Stereotypes take over the (political) world

Stereotypes take over the (political) world

Lie like it’s your job, cheat some, steal occasionally, have an affair once in a while, hide that affair by lying, deflect blame to other people, take credit for good stuff, lie some more, trash your opponents’ reputations, maybe bribe some people, lie about it, break all of your promises and then tell people to vote for you. Oh, what fun.

The behavior outlined above pretty much sums up what people generally think of politicians. The dishonest politician is perhaps the biggest and most accepted political stereotype of all time. As one political joke goes, a man goes to Heaven, and he sees a lot of clocks. He asks an angel what the clocks are, and the angel says that each person has a clock. Every time a person lies, the hands on his clock move one minute. The man asks the angel where Obama’s clock is, and the angel says that it’s in his office. He’s using it as a ceiling fan.

This joke is not only a good example of the dishonest politician stereotype, but it’s also an example of a very interesting phenomenon: people tend to only give attention to what they agree with. When I first heard this joke, instead of President Obama, the owner of that very active timepiece was Mitt Romney. Being a Republican, I changed the subject of the joke to Obama.

This selective-acceptance phenomenon goes for stereotypes, too. For example, most people probably agree that politicians are generally untrustworthy.

However, Republicans’ stereotypes of left-wingers — that Democrats are irresponsible anti-gun, big-government welfare bums who spend money like they’re in a really generous game of Monopoly — would not be generally accepted by democrats and others who are a bit to the left of the political neutral zone.
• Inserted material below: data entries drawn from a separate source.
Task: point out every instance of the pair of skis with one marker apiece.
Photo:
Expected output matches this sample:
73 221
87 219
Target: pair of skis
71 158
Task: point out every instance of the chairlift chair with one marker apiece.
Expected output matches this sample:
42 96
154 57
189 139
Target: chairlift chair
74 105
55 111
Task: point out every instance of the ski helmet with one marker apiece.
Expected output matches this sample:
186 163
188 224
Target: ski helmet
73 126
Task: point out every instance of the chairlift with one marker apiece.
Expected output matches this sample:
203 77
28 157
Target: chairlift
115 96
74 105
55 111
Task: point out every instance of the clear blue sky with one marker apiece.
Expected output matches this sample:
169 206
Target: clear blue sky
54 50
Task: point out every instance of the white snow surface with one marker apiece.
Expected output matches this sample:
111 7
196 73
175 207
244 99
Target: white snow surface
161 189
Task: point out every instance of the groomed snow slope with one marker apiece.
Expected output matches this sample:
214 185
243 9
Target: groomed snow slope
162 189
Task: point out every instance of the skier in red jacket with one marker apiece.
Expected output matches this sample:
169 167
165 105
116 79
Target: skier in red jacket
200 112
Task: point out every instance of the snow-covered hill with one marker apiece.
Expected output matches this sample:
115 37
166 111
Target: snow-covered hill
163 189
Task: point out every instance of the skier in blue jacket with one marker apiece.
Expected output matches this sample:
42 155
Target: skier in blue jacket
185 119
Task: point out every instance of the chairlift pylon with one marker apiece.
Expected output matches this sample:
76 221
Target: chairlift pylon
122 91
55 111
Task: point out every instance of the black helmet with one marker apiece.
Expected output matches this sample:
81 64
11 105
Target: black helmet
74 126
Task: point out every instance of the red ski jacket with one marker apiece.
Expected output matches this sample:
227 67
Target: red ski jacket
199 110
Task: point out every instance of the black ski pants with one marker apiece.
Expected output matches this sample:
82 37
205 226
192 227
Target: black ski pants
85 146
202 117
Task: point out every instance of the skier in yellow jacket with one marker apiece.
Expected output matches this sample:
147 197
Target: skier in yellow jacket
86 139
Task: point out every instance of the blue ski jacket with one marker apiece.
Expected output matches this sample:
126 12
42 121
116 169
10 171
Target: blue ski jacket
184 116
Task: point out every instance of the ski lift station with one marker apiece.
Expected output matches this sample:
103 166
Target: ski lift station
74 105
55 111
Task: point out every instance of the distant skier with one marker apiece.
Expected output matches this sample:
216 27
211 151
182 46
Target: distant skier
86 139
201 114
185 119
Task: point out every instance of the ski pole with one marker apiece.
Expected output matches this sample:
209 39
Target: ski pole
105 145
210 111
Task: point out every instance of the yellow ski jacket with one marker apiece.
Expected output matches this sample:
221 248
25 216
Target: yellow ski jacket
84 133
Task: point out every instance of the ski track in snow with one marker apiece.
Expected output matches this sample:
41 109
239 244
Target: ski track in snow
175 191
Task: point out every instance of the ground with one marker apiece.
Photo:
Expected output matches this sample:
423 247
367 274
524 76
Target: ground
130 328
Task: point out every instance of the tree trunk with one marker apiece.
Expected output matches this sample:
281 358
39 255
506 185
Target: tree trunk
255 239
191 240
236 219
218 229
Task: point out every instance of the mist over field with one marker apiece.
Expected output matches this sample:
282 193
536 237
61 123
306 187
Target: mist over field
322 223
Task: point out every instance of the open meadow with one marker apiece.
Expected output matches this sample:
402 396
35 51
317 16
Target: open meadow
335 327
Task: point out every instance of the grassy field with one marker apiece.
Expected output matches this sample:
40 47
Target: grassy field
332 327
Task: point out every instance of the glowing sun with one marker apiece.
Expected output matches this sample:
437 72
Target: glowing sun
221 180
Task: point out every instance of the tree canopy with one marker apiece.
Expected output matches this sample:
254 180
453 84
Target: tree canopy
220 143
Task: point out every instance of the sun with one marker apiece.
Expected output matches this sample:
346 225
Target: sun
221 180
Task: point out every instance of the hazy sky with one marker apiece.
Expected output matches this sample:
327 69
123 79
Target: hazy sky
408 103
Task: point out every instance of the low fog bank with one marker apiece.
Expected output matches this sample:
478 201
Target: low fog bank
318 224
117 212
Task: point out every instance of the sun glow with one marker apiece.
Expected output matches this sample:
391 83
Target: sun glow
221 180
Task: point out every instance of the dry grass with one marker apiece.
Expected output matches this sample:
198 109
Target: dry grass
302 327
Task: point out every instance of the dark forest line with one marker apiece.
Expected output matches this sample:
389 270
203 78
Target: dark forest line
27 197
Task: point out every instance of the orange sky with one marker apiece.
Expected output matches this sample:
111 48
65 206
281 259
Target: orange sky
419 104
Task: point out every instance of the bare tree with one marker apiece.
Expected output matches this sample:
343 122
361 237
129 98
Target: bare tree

Likewise, the liberals’ stereotype of conservatives — that they are basically a bunch of racist, fear-mongering, God-forcing redneck male supremacists — would not be accepted by right-wingers.

Perhaps this is one aspect of society which will always be a part of our lives. If this problem is resolvable, it is only resolvable if people realize their bias and take intentional steps to consider things from the opposite perspective.

Even so, stereotypes are a definite part of America’s political culture, but one that is totally subject to one’s opinion. A Republican may only apply the ‘dishonest politician’ stereotype to Democrats while thinking that members of his own party are completely honest and faultless (or as faultless as a politician can be). Democrats may very well do the same.

Perhaps ‘Biased politically-aware person’ is the greatest stereotype of them all.